If you’re asked to calculate the number of stereoisomers a compound forms in the exam, you’ve got 2 choices: either do it the long way round and draw them all out until you’re convinced you’ve got them all, or you can follow this quick tip that will allow you to calculate it in 2 seconds flat.
Before I teach you the tip, we need to revise stereoisomers.
What are stereoisomers?
Stereoisomers are compounds that have the same structural formula but a different arrangement in space. In order to form stereoisomers, a compound needs to have a carbon-carbon double bond (and each carbon needs to have 2 different groups), a chiral centre (a carbon with 4 different groups), or both of these structures.
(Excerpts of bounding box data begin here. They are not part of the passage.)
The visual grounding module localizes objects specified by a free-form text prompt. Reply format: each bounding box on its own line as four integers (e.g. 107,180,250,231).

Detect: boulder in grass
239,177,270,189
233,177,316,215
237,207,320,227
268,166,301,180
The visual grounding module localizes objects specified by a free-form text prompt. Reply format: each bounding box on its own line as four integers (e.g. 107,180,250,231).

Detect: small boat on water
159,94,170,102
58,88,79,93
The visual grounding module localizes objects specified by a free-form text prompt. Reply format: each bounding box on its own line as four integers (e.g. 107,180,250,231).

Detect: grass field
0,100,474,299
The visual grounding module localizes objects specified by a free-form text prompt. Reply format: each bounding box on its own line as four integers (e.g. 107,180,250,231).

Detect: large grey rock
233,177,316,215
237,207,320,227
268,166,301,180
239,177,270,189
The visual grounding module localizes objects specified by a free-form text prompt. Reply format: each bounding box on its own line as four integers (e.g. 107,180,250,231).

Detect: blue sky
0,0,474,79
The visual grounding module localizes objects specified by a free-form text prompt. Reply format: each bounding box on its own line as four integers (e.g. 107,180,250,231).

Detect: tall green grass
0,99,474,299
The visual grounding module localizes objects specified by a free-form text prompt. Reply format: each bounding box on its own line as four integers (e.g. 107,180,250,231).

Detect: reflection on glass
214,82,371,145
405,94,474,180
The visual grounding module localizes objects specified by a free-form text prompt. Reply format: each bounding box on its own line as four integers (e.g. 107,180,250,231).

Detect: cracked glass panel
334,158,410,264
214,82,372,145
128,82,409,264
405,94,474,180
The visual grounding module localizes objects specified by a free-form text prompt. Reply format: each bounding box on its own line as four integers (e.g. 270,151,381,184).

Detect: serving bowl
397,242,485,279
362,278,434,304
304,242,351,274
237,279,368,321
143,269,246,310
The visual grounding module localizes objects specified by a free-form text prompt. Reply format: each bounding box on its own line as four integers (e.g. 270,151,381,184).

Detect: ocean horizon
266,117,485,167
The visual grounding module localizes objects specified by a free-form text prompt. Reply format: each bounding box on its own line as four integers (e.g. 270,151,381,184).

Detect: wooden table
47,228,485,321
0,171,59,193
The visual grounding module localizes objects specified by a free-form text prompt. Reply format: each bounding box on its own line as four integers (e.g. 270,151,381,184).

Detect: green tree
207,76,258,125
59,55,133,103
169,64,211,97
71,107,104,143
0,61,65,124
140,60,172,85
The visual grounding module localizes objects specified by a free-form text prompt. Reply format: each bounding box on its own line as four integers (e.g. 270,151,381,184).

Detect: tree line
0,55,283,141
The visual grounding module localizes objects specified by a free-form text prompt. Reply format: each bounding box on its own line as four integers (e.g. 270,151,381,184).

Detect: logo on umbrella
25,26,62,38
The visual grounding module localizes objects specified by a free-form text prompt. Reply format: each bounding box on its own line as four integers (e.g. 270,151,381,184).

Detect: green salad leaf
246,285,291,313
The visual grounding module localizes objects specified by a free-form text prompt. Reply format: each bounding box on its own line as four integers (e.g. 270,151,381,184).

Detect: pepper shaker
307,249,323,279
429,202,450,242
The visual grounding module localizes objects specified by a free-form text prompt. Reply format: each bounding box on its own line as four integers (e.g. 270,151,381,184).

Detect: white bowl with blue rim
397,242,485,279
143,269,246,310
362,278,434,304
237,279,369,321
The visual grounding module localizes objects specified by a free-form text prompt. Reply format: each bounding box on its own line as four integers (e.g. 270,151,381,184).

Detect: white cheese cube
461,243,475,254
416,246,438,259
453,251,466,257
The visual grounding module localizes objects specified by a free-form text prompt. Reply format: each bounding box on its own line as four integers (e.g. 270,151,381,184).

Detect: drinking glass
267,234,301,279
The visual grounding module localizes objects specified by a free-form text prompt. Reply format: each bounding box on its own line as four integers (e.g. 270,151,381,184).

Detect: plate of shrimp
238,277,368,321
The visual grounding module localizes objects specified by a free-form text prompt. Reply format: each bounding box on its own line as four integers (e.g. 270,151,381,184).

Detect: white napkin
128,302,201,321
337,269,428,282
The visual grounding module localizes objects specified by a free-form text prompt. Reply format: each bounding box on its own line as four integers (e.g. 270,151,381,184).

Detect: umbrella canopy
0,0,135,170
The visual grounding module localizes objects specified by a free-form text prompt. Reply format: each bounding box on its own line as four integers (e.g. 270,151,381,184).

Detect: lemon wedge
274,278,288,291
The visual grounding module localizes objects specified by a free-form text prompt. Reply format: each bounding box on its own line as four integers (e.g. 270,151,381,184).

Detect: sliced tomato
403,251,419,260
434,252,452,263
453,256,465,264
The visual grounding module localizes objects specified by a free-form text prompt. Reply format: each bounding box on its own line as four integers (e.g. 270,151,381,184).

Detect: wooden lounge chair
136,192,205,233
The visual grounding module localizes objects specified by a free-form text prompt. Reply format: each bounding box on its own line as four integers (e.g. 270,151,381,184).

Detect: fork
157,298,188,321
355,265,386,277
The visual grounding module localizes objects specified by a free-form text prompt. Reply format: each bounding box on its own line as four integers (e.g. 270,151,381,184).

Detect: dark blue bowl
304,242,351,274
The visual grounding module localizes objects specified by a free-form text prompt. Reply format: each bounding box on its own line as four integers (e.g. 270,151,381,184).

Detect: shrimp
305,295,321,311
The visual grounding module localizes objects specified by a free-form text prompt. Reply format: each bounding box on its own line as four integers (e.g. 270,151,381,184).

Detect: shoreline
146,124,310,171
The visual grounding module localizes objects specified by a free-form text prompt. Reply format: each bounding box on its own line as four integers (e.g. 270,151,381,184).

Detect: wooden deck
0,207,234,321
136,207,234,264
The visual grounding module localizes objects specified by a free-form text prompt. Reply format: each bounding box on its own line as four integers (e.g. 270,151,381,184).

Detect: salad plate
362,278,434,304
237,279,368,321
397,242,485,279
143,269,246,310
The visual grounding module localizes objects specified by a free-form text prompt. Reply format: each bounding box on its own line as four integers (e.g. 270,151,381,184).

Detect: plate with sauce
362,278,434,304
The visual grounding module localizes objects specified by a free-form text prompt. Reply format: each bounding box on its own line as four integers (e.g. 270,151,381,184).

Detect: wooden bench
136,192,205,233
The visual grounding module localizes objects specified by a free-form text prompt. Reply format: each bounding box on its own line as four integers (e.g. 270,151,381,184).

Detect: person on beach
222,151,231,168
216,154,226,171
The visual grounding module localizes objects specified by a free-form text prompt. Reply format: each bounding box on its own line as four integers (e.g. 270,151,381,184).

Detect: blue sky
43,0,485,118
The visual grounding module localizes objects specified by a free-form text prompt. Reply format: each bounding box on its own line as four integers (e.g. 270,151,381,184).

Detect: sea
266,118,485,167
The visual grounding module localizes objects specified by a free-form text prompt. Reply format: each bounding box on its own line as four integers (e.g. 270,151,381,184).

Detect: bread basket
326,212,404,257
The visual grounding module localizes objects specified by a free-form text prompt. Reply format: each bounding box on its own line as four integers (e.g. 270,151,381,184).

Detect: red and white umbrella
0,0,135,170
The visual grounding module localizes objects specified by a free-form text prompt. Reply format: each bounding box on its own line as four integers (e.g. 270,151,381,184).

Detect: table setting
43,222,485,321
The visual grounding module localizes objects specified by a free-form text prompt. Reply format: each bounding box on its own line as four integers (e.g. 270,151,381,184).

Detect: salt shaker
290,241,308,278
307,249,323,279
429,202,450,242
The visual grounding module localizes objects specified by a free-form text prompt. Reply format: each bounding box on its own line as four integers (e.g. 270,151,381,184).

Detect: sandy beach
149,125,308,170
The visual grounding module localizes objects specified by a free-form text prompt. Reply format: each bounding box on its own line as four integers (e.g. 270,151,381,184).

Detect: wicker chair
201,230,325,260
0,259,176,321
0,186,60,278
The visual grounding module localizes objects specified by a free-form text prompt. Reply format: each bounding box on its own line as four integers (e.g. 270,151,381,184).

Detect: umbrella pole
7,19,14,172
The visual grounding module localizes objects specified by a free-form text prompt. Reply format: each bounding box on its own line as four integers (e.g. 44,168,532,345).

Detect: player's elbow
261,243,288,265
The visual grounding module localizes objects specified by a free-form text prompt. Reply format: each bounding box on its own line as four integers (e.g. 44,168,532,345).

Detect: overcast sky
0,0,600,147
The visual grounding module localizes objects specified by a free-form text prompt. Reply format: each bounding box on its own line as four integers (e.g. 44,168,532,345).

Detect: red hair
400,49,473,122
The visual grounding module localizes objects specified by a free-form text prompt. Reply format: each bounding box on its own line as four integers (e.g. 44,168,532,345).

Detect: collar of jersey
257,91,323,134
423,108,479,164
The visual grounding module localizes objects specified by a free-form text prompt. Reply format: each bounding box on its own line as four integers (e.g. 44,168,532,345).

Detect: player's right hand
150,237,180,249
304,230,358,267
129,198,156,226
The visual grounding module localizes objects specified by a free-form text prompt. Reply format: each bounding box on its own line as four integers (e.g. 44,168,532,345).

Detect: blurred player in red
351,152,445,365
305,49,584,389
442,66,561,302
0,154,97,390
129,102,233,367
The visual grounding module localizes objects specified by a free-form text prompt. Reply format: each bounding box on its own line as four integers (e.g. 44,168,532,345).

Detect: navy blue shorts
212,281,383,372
Stereoisomers formed by compounds with a c=c are referred to as geometrical isomers (or E/Z isomers, or cis-trans isomers) and stereoisomers formed by compounds with a chiral carbon are optical isomers.
Calculate the number of stereosiomers without drawing them all out
To quickly calculate the number of stereoisomers, you can use this formula:
The number of stereoisomers = 2ⁿ, where n is the number of c=c &/or chiral carbons.
For example, if you have a compound that has 3 c=c (where all of the double-bonded carbons 2 different groups each) n = 3. This means the compound will have 3 stereoisomers (2³ =8).
And if your compound has 1 chiral carbon and 1 c=c (each carbon has 2 different groups) n is 2, so the compound forms 4 stereoisomers.
This tip couldn’t be simpler, but as you can see, you need to make sure you’ve correctly worked out how many chiral carbons and relevant c=c you have. You’re likely to find it easier if you have the displayed formula, so if they’ve given you anything else (structural formula, skeletal formula 😱 etc.) it’s worth taking the time to draw our the displayed formula.